L’Europa ha messo sul tavolo quasi 1200 miliardi di cui 750 di prestiti e 390 di sussidi. Ora occorre superare le barriere ideologiche per disporre dei fondi Mes. Ma ci voleva la pandemia perché l’Europa facesse qualche passo in avanti lungo la strada accidentata della maggiore integrazione. Dopo tante discussioni finalmente nascono gli eurobond, ovvero l’Europa emette titoli per venire incontro ai paesi europei alle prese con l’emergenza economica prodotta dal coronavirus.
Debito comune garantito dal bilancio Ue

Ma i molti problemi per una vera federazione tra gli Stati sono rimasti irrisolti. Si sa che l’UE soffre di due divisioni al suo interno. La prima con i paesi dell’Est che coltivano un “sentimento strumentale” verso la UE per ottenere sempre maggiori risorse.

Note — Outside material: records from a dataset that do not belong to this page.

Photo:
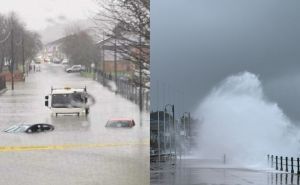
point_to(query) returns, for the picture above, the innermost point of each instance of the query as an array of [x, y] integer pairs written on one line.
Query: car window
[[118, 123]]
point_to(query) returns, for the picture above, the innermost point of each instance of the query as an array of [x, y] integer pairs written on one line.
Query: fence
[[126, 89], [284, 163], [2, 82], [283, 178]]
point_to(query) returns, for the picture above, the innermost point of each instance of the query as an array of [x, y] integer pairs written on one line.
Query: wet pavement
[[207, 172], [80, 150]]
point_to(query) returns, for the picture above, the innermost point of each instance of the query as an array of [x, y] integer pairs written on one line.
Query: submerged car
[[30, 128], [75, 68], [120, 123]]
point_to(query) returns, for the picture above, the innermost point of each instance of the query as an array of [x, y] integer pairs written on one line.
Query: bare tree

Inoltre, Ungheria e Polonia continuano a ricevere fondi senza rispettare i principi dello Stato di diritto (Art. 2 del Trattato). L’altra divisione riguarda la contrapposizione tra i paesi del Nord (“paesi frugali”) e i paesi mediterranei. Con i primi difensori del potere di veto nelle decisioni che li protegge dai paesi più grandi. Siamo, infatti, in presenza di una realtà intergovernativa (confederale) dove il massimo vertice, il Consiglio europeo costituito dai massimi rappresentati degli stati della UE, decide all’unanimità.
Gli Eurobond

Dagli accordi dell’altro giorno, al termine di un estenuante negoziato, i paesi dell’Est, Ungheria e Polonia sono riusciti a mantenere il legame “perverso” tra stato di diritto e risorse, oltre a beneficiare di un aumento dei rimborsi (rebates) sui loro contributi al bilancio europeo. Anche i “paesi frugali” ne hanno goduto assieme ad una limatura dei sussidi da erogare agli altri paesi, sempre nello spirito del rigore. Le quattro maggiori economie (Italia compresa), assieme al Portogallo hanno visto, invece, accolto lo schema iniziale del Recovery Fund, proposto dalla Commissione, con uno spostamento di un po’ di miliardi dai sussidi ai prestiti. Nel complesso quasi 1200 miliardi erogabili di cui 750 di prestiti e 390 di sussidi.
Chi controlla gli Eurobond

La governance è rimasta alla Commissione, alla quale spetterà – con il controllo dell’Ecofin (ministri finanziari dei 27 paesi) – valutare i piani di riforma e di investimento, nonché la loro esecuzione per stati di avanzamento, che permetterà di ricevere i fondi. Un Paese può avanzare riserve sui piani di riforma di un altro paese portandoli all’attenzione dell’Ecofin che può rinviare la questione al Consiglio europeo. Le decisioni dovranno esser poi prese con maggioranza qualificata del 35% della popolazione europea che richiede anche la partecipazione di uno stato importante come ad esempio la Germania. Il Fondo distribuirà le risorse tra il 2021 e il 2023 e resterà in vita fino al 2026. Il rimborso della parte di denaro presa a prestito inizia nel 2027.
Il caso Italia

L’Italia da questa negoziazione viene fuori bene. Porta a casa quello che le spetta. Il ritocco in più dei sussidi dipende dalla nostra tragica situazione derivante dalla pandemia. Il prodotto interno lordo si attesta su un meno 12 ma languiva anche prima del Covid. E’ la percentuale che segna i 209 miliardi di sussidi. Non bisogna poi dimenticare il peso che ha il nostro paese nell’economia europea. La necessità di uscire da questa grave situazione interessa tutta l’Europa per le intense relazioni che avvincono il mondo economico.
Eurobond e piano finanziario

Oramai è sul piano squisitamente economico e finanziario che vive l’Unione e anche gli stati la vedono come un organismo che concorre a risolvere i loro problemi economici. I temi politici appaiono distanti. Non vi è una politica estera, manca una politica dell’immigrazione per non parlare del fisco che consente una inopportuna concorrenza tra gli stati stessi dell’Unione. Il premier Conte ha tenuto il punto, ha fatto valere, con forza, le ragioni del nostro Paese favorito dall’attuale governo che presiede nel quale non alligna quello spirito sovranista del precedente. Non va trascurata poi la credibilità del Pd a livello europeo.
La sfida del Governo
Ora il governo è atteso ad una sfida difficile. Impiegare le risorse ottenute in modo efficace ed efficiente per cambiare il paese. Sappiamo quanta difficoltà incontriamo nello spendere ma questa è l’occasione per cambiare metodo: ce lo impone la grave crisi che stiamo vivendo. Sarebbe anche bene superare le barriere ideologiche per disporre subito dei fondi Mes, necessari per gli urgenti investimenti sanitari.